Дорогой Жюстен, все, что произошло потом, не очень-то понятно. Ты знаешь, что я не большой поклонник «Марсельезы». Меня всегда разбирает смех при виде достопочтенных буржуа, вскакивающих на ноги и снимающих шляпу при звуках этого революционного гимна, зовущего к оружию, к крови и ярости, к священному убийству. Такова уж судьба революционных песен, которые окончательно растрачивают свой боевой задор среди чада народных гуляний, шума карнавалов и манящих запахов банкетов. Помнишь, как однажды во время вечернего представления в театре Батиньоля мы слушали «Интернационал»? И как тогда нас пробирала дрожь? Но я хорошо знаю, что в один прекрасный день «Интернационал» исполнят перед почтенными буржуа в шапокляках и в респектабельных костюмах, которые своими криками и воплями целыми часами будут прославлять бессмертные принципы 1900 года и что-нибудь в этом роде. Вот так-то! Теперь ты наверняка понимаешь, почему я — коли уж я способен отдавать себе отчет в своих поступках, — почему я не поклонник этих «бум, бум, бум…».
И все же — поистине удивительная вещь! — «Марсельеза», исполненная на Конгрессе, потрясла меня. Я не смогу сказать отчего. Это было что-то захватывающее, ужасное. В зал вошел г-н Фальер. Он показался мне совсем не смешным. Я стиснул зубы, сжал кулаки и, наверно, даже побледнел. В самом деле, надо бояться музыки, божественной музыки, нашей любимой и утешающей нас музыки.
Вслед за г-ном Фальером вошли все те лица, которых считают — уж не знаю почему — значительными личностями. Среди них были министры, назвать которых по именам я затрудняюсь, и, наконец, наши мэтры. Меня покоробило, когда я увидел, что наши мэтры, эти необыкновенные люди, чьи имена останутся в веках, шли позади каких-то там политиков, чьи имена позабудут через полгода. Кажется, так у нас, во Франции, заведено. Поразмыслив, я решил, что, в общем-то, это даже неплохо, ибо такой порядок публично подчеркивает скромность действительно заслуженного человека.

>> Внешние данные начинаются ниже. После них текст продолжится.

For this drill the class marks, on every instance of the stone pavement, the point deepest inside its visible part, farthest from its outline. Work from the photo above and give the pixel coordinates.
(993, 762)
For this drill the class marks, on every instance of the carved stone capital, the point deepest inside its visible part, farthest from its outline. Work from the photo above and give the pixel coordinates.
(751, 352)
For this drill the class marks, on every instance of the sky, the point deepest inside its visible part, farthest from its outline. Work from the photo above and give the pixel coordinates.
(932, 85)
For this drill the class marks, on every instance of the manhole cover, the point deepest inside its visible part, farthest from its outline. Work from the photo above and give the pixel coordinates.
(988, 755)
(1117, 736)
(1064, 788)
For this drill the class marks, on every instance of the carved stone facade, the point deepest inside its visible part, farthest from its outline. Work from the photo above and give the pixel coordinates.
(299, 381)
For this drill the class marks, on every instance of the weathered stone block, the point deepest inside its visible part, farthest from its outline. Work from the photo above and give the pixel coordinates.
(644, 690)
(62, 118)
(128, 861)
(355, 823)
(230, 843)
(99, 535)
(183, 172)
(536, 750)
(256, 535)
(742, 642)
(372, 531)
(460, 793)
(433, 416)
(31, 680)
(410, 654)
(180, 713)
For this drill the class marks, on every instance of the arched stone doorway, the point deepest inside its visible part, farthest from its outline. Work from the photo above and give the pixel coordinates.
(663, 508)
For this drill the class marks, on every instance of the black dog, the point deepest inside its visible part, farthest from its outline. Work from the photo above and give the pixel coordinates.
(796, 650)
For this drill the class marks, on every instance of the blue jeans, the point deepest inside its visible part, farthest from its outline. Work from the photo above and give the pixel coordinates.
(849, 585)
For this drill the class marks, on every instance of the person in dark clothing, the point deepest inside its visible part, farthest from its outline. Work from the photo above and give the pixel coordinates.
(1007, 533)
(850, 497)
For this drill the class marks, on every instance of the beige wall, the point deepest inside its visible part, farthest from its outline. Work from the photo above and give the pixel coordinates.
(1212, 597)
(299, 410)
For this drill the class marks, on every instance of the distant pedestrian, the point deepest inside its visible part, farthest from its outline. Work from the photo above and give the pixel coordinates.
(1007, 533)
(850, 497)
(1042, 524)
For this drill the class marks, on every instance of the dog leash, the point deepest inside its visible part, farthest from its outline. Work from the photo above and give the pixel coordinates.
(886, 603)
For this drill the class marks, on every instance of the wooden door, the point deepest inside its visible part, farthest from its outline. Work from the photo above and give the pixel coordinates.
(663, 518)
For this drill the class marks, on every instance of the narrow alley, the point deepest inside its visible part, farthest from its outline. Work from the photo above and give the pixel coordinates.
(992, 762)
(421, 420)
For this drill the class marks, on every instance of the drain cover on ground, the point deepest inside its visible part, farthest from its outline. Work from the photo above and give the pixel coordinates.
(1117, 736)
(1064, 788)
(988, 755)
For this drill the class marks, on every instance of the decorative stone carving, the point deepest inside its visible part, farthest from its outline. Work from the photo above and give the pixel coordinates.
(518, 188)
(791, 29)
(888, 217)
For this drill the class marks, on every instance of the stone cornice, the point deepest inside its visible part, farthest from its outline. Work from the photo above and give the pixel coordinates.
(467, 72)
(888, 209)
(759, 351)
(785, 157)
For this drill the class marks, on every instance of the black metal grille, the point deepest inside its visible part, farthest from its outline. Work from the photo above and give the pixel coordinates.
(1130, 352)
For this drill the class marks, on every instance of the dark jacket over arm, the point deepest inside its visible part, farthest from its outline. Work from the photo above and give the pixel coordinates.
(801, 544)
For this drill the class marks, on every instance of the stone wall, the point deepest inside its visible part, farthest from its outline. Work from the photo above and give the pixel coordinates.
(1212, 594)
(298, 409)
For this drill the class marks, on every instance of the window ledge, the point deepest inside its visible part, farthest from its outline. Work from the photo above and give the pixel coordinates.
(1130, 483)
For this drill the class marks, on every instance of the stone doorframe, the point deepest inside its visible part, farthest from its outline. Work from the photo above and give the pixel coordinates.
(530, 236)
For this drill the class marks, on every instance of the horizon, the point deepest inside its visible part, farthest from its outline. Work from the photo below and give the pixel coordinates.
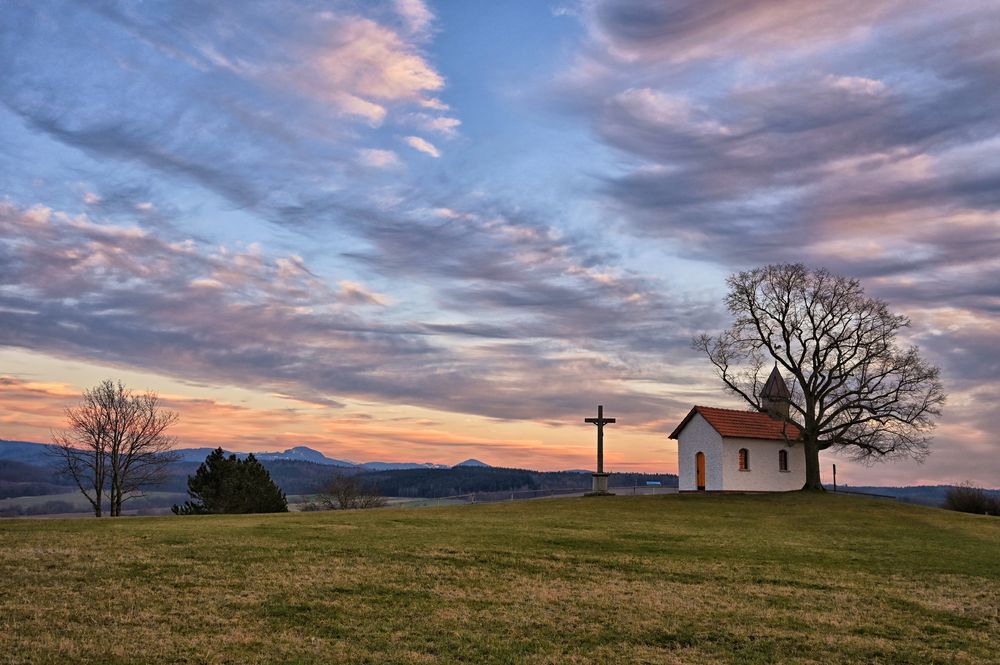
(377, 230)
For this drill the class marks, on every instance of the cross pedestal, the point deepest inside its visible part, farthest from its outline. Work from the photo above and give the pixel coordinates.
(600, 486)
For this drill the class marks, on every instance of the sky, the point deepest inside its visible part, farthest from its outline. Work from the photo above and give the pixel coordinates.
(429, 231)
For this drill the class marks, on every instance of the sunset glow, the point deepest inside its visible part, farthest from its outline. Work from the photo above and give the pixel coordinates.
(408, 231)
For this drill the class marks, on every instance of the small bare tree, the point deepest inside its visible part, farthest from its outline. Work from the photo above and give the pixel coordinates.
(115, 443)
(853, 387)
(342, 492)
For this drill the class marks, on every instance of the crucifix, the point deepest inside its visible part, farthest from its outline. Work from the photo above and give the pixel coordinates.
(600, 478)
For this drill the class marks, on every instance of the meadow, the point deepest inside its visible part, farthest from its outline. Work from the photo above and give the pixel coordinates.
(656, 579)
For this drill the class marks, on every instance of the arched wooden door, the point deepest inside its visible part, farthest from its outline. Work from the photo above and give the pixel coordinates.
(700, 461)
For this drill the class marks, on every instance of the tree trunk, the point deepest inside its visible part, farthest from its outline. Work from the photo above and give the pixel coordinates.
(813, 481)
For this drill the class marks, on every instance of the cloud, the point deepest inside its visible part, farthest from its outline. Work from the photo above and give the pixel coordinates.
(254, 107)
(684, 30)
(443, 125)
(357, 294)
(422, 145)
(416, 15)
(126, 295)
(377, 158)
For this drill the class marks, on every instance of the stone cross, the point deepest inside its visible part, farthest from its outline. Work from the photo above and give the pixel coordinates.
(600, 478)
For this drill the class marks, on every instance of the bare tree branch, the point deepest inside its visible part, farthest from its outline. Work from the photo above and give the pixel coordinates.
(854, 389)
(115, 443)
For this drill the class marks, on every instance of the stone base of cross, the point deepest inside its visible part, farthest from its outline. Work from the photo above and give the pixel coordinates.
(600, 487)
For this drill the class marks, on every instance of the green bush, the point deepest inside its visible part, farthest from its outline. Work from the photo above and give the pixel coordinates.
(232, 485)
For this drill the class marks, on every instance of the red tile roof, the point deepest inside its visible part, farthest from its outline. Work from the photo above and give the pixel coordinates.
(741, 424)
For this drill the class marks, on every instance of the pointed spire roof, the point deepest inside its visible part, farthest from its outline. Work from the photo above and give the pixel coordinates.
(775, 388)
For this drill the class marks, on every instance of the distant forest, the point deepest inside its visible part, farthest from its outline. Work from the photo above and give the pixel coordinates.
(45, 492)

Я боялся взглянуть в сторону своего дорогого шефа, облаченного в зеленоватый костюм члена Института. Должен также признаться, что г-н Шальгрен показался мне вдруг очень красивым, очень элегантным, очень благородным. Возможно, здесь сказалось неожиданнее влияние музыки. Впрочем, я не собираюсь вникать в подробности.
Все сели. Музыка еще звучала несколько мгновений. Я устроился на своем скромном месте и принялся созерцать необычное зрелище. Оно и впрямь показалось мне великолепным. В одном конце зала — полным-полно военных в мундирах, в другом — неуемная, шумная молодежь. Умопомрачительные туалеты. Эстрада вся пламенела и искрилась. Меня словно подменили — я не только снисходительно смотрел на всю эту парадность, на эту помпу, но я еще и восхищался ими. Я твердил про себя, что иногда людям просто необходимо забыть обо всем на свете и окунуться с головой в роскошь и великолепие, что они лишь ничтожные животные, слабые создания, придавленные нуждой, страхом и печалью. Я думал, что под этими расшитыми мундирами, под всеми этими бриллиантами, позументами и позолотою сокрыты самые обыкновенные мускулы, органы, составленные из отдельных хрупких частиц, железы со своими секрециями, почти неосязаемые нервные клетки и — что еще? — более или менее наполненный мочевой пузырь, играющий не последнюю роль у всех этих господ, ибо именно он дает о себе знать раньше, чем, допустим, боль в желудке или в суставах. Я твердил себе, что, в общем-то, вся эта толпа всячески старается позабыть о мимолетности жизни на нашей планете и что в этой жажде забвения есть тем не менее свое величие.
Видишь, к этому моменту я был почти побежден, я был близок к раскаянию.
Речи все испортили. Никогда не нужно произносить речи на такого рода церемониях. Музыка и без того волнует лучшие умы. К сожалению, я одинок в своем мнении. Н-да, без речей никак не обойтись, таков порядок. Но человек, критически мыслящий, может, если он внутренне соберется, выполнить свою прямую обязанность.